How to display text in each level of a stacked bar chart made with Plot

I am trying to show text in each square, in a way similar to this block:

With the following code…

Plot.plot({
  color: {
    scheme: "greys",
    reverse: true
  },
  y: {
    label: "↑ Population",
    tickFormat: "s",
    grid: true
  },
  marks: [
    Plot.barY(
      data_sortable,
      Plot.groupX(
        { y: "sum"},
        { x: "state",
         y: "population",
         fill: "ageGroup",
         sort: {x: 'y', reverse: true}
        }
      )
    ),
    // Add text to each box
    Plot.textY( data_sortable,
      Plot.groupX(
        { y: "sum", text: 'first'},
        { x: "state",
         y: "ageGroup",
         text: "ageGroup",  // <-- not the right approach
         fill: "red",  // for debugging
         sort: {x: 'y', reverse: true},
        }
      )
    )
  ],
})

…I get this result (the red labels are all on the x axis):

As an additional feature: Ideally, if a square is too small to show text, that square would not show any.

If anyone has an idea on how to accomplish this/these with Observable Plot, I would greatly appreciate hearing it. Many thanks in advance!

Here is also a notebook in which I isolated the issue with minimal code.

I’d suggest this:

    Plot.textY(
      data_sortable,
      Plot.stackY(
        Plot.groupX(
          { y: "sum", text: "first" },
          {
            x: "state",
            z: "ageGroup",
            y: "population",
            text: (d) => (d.population < 1000000 ? null : d.ageGroup),
            fill: "red" // for debugging
            //sort: {x: 'y', reverse: true},
          }
        )
      )
    )

Contrary to the bar mark, the text mark isn’t stacked by default, so we have to add Plot.stackY explicitly.

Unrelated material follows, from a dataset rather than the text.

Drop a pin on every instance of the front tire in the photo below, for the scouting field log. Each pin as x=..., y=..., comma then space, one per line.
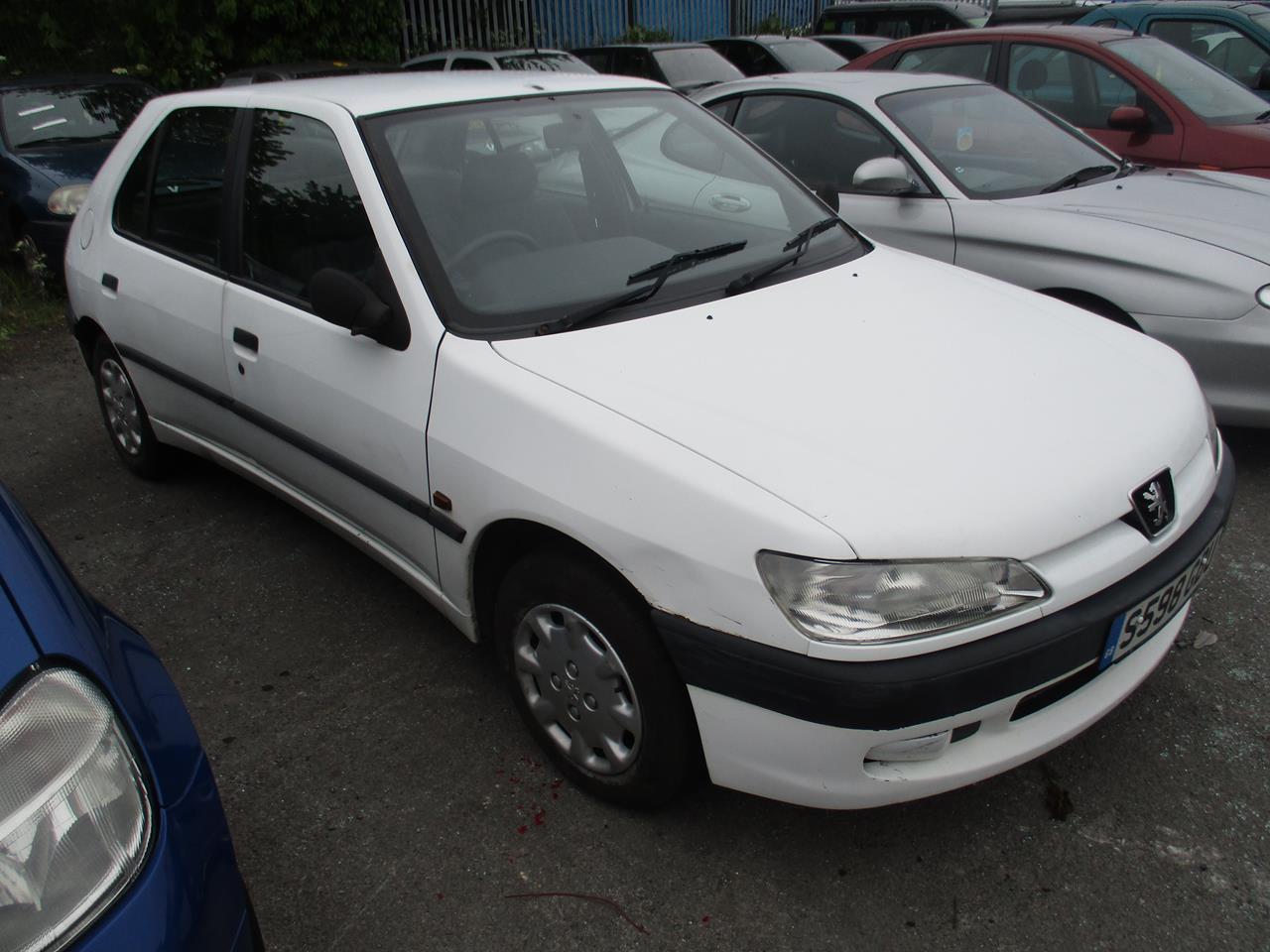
x=592, y=680
x=125, y=416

Then, we want the sums to be computed for each different ageGroup, so we need to specify z: “ageGroup” (the bar mark gets z from the fill definition). Finally, a filter on population size allows to remove the labels for the smallest segments.

4 Likes

Thank you very much for the suggestion and the clear explanation! It’s good to know that stack may need to be manually added and to have better insight into how z works in the context of stacked bar charts.